Search code examples
pythontime-seriesstatsmodelsarima

how to solve LinAlgError & ValueError when training arima model with Python


I am trying to implement a time series model and getting some strange exceptions that tells nothing to me. I wonder if I am making a mistake or if it is totally expected. Here comes details...
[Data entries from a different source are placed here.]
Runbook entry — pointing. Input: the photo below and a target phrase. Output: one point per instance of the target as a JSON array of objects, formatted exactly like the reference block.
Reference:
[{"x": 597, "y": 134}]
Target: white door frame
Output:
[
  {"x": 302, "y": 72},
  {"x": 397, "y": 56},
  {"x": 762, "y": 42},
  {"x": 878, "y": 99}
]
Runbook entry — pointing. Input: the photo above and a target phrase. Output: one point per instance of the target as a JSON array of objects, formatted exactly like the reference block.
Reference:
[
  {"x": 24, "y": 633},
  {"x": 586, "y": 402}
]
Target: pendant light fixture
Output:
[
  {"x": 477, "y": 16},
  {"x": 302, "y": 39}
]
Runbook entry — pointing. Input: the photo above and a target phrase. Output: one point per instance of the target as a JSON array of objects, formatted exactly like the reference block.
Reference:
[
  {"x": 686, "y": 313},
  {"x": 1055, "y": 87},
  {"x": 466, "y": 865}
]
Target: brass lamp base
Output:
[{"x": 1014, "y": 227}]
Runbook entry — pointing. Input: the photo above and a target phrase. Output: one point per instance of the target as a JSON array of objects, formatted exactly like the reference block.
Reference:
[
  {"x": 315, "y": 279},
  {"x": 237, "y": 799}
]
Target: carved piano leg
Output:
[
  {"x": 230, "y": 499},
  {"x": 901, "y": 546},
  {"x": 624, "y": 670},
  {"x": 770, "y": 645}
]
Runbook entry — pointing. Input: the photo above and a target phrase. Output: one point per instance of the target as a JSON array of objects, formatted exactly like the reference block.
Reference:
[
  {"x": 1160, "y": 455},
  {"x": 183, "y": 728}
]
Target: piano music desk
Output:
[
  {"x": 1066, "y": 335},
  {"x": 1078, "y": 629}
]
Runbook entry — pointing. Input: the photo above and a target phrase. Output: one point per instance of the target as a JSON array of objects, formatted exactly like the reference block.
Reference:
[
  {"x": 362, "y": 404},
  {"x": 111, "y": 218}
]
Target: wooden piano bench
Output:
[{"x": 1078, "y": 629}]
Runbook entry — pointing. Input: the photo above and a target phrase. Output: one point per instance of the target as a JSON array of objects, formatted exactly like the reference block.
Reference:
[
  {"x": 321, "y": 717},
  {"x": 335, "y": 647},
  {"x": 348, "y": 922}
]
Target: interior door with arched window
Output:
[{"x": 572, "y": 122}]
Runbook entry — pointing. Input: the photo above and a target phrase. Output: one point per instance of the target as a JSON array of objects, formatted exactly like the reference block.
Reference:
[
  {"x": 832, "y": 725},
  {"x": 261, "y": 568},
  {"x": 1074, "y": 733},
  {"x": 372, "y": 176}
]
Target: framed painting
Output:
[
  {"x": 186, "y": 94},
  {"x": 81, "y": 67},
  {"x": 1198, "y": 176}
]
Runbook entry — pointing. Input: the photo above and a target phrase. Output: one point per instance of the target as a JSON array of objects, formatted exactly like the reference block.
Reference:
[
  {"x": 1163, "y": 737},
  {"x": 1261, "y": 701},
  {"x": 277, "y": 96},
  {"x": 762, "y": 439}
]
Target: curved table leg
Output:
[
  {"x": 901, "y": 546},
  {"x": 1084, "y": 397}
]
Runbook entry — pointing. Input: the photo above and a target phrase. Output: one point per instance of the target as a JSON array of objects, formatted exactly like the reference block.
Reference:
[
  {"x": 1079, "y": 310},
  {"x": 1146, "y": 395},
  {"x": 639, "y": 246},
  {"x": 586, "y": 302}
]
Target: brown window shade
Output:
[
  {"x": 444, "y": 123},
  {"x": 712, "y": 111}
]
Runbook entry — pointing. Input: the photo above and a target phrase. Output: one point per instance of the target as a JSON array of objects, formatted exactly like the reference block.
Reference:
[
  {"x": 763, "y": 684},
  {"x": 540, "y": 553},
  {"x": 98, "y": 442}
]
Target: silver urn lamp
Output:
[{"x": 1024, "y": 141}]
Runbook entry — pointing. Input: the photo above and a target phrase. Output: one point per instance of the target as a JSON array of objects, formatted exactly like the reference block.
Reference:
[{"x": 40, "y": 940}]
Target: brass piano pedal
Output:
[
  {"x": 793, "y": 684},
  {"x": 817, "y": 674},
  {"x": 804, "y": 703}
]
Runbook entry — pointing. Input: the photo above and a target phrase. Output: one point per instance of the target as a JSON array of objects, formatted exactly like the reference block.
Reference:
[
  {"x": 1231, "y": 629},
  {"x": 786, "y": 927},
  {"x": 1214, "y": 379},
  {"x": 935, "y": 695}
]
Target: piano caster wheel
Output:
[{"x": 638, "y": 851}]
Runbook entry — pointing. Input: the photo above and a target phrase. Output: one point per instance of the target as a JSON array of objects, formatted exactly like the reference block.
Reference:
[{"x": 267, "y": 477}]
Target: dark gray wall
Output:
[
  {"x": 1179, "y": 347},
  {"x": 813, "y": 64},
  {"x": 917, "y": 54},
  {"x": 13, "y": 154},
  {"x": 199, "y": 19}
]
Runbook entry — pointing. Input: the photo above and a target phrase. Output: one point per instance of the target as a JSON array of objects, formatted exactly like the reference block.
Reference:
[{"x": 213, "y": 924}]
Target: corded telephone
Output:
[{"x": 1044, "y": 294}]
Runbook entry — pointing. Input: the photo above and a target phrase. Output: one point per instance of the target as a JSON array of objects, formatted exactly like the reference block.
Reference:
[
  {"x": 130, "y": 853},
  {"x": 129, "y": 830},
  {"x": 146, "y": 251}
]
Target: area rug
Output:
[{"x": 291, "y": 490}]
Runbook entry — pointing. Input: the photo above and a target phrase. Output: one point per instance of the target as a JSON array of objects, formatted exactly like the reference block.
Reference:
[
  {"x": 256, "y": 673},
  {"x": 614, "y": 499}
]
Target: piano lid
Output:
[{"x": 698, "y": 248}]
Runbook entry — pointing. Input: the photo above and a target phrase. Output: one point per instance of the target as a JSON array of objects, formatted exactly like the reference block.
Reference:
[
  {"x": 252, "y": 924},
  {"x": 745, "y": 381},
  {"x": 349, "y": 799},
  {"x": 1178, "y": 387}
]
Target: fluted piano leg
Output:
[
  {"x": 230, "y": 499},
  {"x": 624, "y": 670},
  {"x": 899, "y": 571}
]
When training my model, I try to make a grid search to find the best (p, d, q) settings. Here is the complete code (and I will explain down below what is happening here):

The reproducible code below is essentially a copy from https://machinelearningmastery.com/grid-search-arima-hyperparameters-with-python/, with some slight changes...:

import warnings
from pandas import Series
from statsmodels.tsa.arima_model import ARIMA
from sklearn.metrics import mean_squared_error

# evaluate an ARIMA model for a given order (p,d,q)
def evaluate_arima_model(X, arima_order):
    # prepare training dataset
    train_size = int(len(X) * 0.66)
    train, test = X[0:train_size], X[train_size:]
    history = [x for x in train]
    # make predictions
    predictions = list()
    for t in range(len(test)):
        model = ARIMA(history, order=arima_order)
        model_fit = model.fit(disp=0)
        yhat = model_fit.forecast()[0]
        predictions.append(yhat)
        history.append(test[t])
    # calculate out of sample error
    error = mean_squared_error(test, predictions)
    return error

# evaluate combinations of p, d and q values for an ARIMA model
def evaluate_models(dataset, p_values, d_values, q_values):
    dataset = dataset.astype('float64')
    best_score, best_cfg = float("inf"), None
    for p in p_values:
        for d in d_values:
            for q in q_values:
                order = (p,d,q)
                try:
                    print("Evaluating the settings: ", p, d, q)
                    mse = evaluate_arima_model(dataset, order)
                    if mse < best_score:
                        best_score, best_cfg = mse, order
                    print('ARIMA%s MSE=%.3f' % (order,mse))
                except Exception as exception:
                    print("Exception occured...", type(exception).__name__, "\n", exception)

    print('Best ARIMA%s MSE=%.3f' % (best_cfg, best_score))

# dataset
values = np.array([-1.45, -9.04, -3.64, -10.37, -1.36, -6.83, -6.01, -3.84, -9.92, -5.21,
                   -8.97, -6.19, -4.12, -11.03, -2.27, -4.07, -5.08, -4.57, -7.87, -2.80,
                   -4.29, -4.19, -3.76, -22.54, -5.87, -6.39, -4.19, -2.63, -8.70, -3.52, 
                   -5.76, -1.41, -6.94, -12.95, -8.64, -7.21, -4.05, -3.01])

# evaluate parameters
p_values = [7, 8, 9, 10]
d_values = range(0, 3)
q_values = range(0, 3)
warnings.filterwarnings("ignore")
evaluate_models(values, p_values, d_values, q_values)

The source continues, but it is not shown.